Syril, 25, carries a large banner of the U.S. constitution with a number of other demonstrators during a protest marking U.S. President Donald Trump’s first 100 days in office, in Washington, D.C., U.S., April 30, 2025. REUTERS/Allison Bailey

In one executive order targeting museums and cultural institutions, Trump accused them of fostering “national shame” and singled out the Smithsonian Institution — which includes 21 museums and the National Zoo — of promoting “improper ideology.”

The National Museum of African American History and Culture was also criticised for portraying American and Western culture as “inherently harmful.”

The administration did not specify what that meant, though critics have suggested the language is a reference to Trump’s longtime complaints of a focus on systemic racism in U.S. institutions that promotes anti-white bias.

The administration has also removed, sometimes briefly, historical content about African Americans and other minorities from government websites. In one instance, after facing public backlash, the National Park Service restored a quote and an image of U.S. abolitionist Harriet Tubman that had been removed from a website about the Underground Railroad network, which helped enslaved Africans escape, according to media reports.

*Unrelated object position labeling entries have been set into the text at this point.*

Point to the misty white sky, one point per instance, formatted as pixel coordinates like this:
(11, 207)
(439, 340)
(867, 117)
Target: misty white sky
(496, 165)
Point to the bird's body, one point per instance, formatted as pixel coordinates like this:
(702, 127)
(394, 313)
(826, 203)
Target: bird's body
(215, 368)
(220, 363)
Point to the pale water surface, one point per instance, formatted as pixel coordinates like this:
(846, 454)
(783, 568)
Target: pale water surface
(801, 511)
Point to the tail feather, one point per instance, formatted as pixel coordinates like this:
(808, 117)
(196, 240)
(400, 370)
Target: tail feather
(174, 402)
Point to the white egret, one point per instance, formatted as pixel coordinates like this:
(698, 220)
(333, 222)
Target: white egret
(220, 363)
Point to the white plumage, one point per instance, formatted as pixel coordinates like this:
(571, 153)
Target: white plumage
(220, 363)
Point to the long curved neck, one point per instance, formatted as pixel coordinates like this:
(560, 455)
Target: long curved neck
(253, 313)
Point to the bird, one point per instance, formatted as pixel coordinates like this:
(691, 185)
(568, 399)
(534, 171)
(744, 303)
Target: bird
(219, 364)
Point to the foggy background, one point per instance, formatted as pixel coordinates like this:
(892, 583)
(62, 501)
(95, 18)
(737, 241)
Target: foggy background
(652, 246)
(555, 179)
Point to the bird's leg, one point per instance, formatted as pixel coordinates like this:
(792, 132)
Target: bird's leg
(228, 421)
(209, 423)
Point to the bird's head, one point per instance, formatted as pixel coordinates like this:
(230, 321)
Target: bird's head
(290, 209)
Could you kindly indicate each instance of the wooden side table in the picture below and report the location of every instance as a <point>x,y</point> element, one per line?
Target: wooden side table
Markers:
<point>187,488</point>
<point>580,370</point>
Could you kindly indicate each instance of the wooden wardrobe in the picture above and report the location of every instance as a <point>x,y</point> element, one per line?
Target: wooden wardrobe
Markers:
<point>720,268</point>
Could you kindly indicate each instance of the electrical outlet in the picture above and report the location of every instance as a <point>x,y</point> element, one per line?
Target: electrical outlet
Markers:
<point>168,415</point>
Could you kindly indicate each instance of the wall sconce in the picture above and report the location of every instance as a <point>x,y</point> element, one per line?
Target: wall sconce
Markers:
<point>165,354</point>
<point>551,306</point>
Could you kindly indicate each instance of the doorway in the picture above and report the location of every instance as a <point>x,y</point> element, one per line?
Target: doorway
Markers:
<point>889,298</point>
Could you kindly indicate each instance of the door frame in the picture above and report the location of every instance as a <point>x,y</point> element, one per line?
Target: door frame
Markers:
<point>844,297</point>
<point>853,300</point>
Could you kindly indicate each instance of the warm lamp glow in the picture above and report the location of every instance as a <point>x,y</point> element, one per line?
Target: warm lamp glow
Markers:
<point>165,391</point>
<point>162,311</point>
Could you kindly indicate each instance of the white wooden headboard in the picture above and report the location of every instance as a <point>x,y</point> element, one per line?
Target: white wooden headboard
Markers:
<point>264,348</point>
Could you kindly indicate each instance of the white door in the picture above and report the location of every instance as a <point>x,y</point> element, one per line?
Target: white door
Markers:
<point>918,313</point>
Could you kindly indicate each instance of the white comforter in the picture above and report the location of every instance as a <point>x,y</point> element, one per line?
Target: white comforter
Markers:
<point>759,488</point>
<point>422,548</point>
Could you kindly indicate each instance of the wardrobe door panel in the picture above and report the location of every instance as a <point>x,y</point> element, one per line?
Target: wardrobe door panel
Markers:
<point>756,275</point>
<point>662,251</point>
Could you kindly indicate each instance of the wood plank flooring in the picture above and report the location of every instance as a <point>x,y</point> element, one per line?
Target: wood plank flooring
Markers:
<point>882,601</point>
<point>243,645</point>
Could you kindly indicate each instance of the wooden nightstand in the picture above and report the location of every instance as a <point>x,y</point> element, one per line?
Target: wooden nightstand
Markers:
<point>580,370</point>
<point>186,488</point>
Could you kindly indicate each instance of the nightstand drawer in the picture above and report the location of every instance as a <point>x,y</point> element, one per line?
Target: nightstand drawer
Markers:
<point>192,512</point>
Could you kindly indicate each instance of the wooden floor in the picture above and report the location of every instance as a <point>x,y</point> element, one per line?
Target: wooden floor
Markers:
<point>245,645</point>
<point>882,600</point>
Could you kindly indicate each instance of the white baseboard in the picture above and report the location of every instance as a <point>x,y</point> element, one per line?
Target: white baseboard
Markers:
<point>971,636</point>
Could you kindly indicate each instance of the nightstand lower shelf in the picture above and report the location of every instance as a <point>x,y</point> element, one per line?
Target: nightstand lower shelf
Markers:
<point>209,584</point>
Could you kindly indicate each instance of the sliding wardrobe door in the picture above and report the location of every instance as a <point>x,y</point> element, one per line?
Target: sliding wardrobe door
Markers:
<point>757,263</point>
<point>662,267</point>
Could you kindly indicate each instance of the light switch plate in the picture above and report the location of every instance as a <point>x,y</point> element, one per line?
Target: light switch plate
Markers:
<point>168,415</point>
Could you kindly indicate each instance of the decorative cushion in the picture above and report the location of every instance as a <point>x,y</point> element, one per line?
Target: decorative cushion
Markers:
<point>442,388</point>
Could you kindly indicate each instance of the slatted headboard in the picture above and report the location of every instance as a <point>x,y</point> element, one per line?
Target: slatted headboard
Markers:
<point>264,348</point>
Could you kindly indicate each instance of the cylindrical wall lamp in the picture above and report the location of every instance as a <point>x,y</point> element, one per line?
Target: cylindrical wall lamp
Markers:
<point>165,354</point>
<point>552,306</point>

Historians say U.S. institutions and museums offer an unbiased look at American history and fear the actions are part of a broader effort to suppress honest discussions about U.S. history, particularly issues of race, inequality, and systemic injustice, while promoting a sanitised view of American history.

“How on earth can you teach about Rosa Parks without talking about racism? It’s an effort to reframe the past and that matters because it reframes how we understand the present,” said Mark Bray, assistant teaching professor at Rutgers University, referring to the civil rights activist.

The Stonewall National Museum, Archives & Library in Fort Lauderdale — one of the largest LGBTQ+ libraries in the country — was notified in February that it would no longer receive federal funding, cutting its budget by 25% to 40%.

“I’m most concerned about death by a thousand cuts in trying to preserve our collections,” said Robert Kesten, the museum’s executive director, pointing to the loss of corporate donors.

Economic regression

The pushback against DEI has extended to corporate corridors. Many corporations have dropped diversity efforts or modified language in response to Trump’s directive to potentially investigate firms that practice it.

The Minority Business Development Agency — a government agency within the Commerce Department — which for 56 years helped women- and minority-owned businesses access funding has laid off staff and lost $68 million in funding, according to a tracker built by Democratic staff of the House and Senate Appropriations Committee.

“There are three things happening that are interrelated: it’s the attempt to erase history, deny history and remove any evidence of history,” said Alphonso David, president and CEO of Global Black Economic Forum, which focuses on boosting economic opportunities for Black and marginalised communities.